Self-Portraits
To view more information on Self-Portraits in Amsterdam (13 April – 25 May 2024), please click here.
GRIMM is pleased to announce Self-Portraits, a group exhibition taking place in parallel across our galleries in Amsterdam and New York. The exhibition will draw together a group of 22 international artists with the provocation to create a self-portrait in the classical sense: a window into the soul of the maker for the viewer to experience.
Featuring artists from across GRIMM’s network and beyond, Self-Portraits presents a challenge to this selection of acclaimed contemporary artists to apply their distinctive style to the framework of self-portraiture. The resulting work enacts a shared moment of recognition between artist and viewer, reflecting the spectrum of emotion from introspective to joyful encounters throughout the exhibition.

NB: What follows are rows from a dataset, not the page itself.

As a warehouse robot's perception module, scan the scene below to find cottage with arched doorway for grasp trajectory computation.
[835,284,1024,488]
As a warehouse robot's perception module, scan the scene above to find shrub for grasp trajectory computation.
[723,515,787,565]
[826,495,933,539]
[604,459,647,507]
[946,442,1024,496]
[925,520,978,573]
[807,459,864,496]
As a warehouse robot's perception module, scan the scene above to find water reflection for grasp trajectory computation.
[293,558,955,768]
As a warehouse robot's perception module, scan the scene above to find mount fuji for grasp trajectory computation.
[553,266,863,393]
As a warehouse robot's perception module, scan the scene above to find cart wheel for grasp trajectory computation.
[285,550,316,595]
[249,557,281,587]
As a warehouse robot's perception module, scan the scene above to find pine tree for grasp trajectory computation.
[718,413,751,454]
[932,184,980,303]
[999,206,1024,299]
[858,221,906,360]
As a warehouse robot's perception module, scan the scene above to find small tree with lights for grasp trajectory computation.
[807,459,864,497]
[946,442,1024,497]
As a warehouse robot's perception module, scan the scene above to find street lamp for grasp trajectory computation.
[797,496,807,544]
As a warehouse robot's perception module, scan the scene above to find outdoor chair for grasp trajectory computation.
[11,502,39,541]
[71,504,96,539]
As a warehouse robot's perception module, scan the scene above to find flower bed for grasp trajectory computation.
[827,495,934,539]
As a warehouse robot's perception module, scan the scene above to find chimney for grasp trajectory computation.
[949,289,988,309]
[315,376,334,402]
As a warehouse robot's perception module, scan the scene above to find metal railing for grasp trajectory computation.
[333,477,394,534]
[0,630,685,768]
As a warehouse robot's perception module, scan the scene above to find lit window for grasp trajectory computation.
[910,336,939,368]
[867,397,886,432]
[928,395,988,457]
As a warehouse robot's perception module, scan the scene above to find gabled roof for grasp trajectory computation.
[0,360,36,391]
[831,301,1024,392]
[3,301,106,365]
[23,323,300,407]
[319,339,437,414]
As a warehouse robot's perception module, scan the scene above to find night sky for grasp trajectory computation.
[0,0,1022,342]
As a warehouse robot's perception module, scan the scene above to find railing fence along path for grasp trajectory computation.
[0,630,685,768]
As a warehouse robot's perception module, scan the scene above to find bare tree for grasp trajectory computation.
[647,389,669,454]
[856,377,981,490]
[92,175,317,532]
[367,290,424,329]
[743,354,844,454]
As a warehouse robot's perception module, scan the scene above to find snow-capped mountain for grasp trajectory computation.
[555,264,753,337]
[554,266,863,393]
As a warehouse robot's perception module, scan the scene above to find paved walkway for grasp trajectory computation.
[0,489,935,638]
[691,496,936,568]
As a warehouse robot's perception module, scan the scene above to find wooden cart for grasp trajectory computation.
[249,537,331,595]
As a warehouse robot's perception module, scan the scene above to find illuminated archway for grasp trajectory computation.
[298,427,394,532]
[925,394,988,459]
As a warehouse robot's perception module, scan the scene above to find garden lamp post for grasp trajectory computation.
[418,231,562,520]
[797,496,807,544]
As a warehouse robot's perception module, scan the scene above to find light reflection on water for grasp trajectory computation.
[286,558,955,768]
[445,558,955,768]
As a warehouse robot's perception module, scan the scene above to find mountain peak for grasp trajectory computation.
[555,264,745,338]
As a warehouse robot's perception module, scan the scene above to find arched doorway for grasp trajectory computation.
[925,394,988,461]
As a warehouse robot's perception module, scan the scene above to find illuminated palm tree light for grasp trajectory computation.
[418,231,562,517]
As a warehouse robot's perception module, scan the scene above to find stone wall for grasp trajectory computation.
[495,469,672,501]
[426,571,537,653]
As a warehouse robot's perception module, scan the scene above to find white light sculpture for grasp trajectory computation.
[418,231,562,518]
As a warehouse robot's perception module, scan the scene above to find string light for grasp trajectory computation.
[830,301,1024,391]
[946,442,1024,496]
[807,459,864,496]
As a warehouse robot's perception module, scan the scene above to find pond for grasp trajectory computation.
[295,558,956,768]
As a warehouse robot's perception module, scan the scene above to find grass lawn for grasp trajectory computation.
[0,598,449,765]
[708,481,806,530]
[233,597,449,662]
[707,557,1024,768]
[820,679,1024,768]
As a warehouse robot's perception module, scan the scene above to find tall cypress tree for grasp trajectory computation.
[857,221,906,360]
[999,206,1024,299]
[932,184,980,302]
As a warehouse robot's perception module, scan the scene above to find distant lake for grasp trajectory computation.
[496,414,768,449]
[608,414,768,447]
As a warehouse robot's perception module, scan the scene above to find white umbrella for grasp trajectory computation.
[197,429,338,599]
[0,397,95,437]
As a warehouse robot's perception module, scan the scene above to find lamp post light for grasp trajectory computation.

The self-portraits presented across GRIMM’s New York and Amsterdam spaces are direct, lively, intimate, and authentic, true to our contemporary confessional age. Taking a classical, painterly approach, as opposed to the ‘anything goes' trend from the 1980s to the 2000s, when performance, video, and photography dominated the genre, and where the self-portrait seemed to focus on sound, the body (or part thereof), or a comment on a general metaphysical state, the works included here are the result of painters looking directly at themselves and depicting what they see. For some artists, the exhibition marks their first self-portrait; Matthias Weischer and Alex Dordoy among them. Others, such as Philip Akkerman, have made a career out of limiting their practice to only painting self-portraits.
The exhibition aims to capture a ‘state of being’ at this specific moment in time for each artist. In the era of the ‘selfie’, taken on a daily basis by millions to present a veneer of success, experience, beauty, or aspiration - the true sense of ’self’ can be overlooked or masked. The self-portrait offers the potential to reflect not only the surface but also the psychological interior of the artist, adapting to each artist’s distinctive voice. A group exhibition about self-portraiture in 2024, featuring young and mid-career artists engaging with this centuries-old practice of self-reflection and contemplation seems apt, provocative, and challenging.
In New York, Self-Portraits will feature work by Philip Akkerman, Charles Avery, Gabriella Boyd, Anthony Cudahy, Alex Dordoy, Louise Giovanelli, Tommy Harrison, Nathanaëlle Herbelin, Neo Matloga, Rosalind Nashashibi, Polina Pak, Emil Sands, Benjamin Sasserson, and Rafał Topolewski.
Meanwhile in Amsterdam, Self-Portraits will present new work by artists, including Hannah van Bart, Volker Hüller, Nathaniel Oliver, Christine Safa, Anj Smith, Jonathan Wateridge, Matthias Weischer, and Arisa Yoshioka.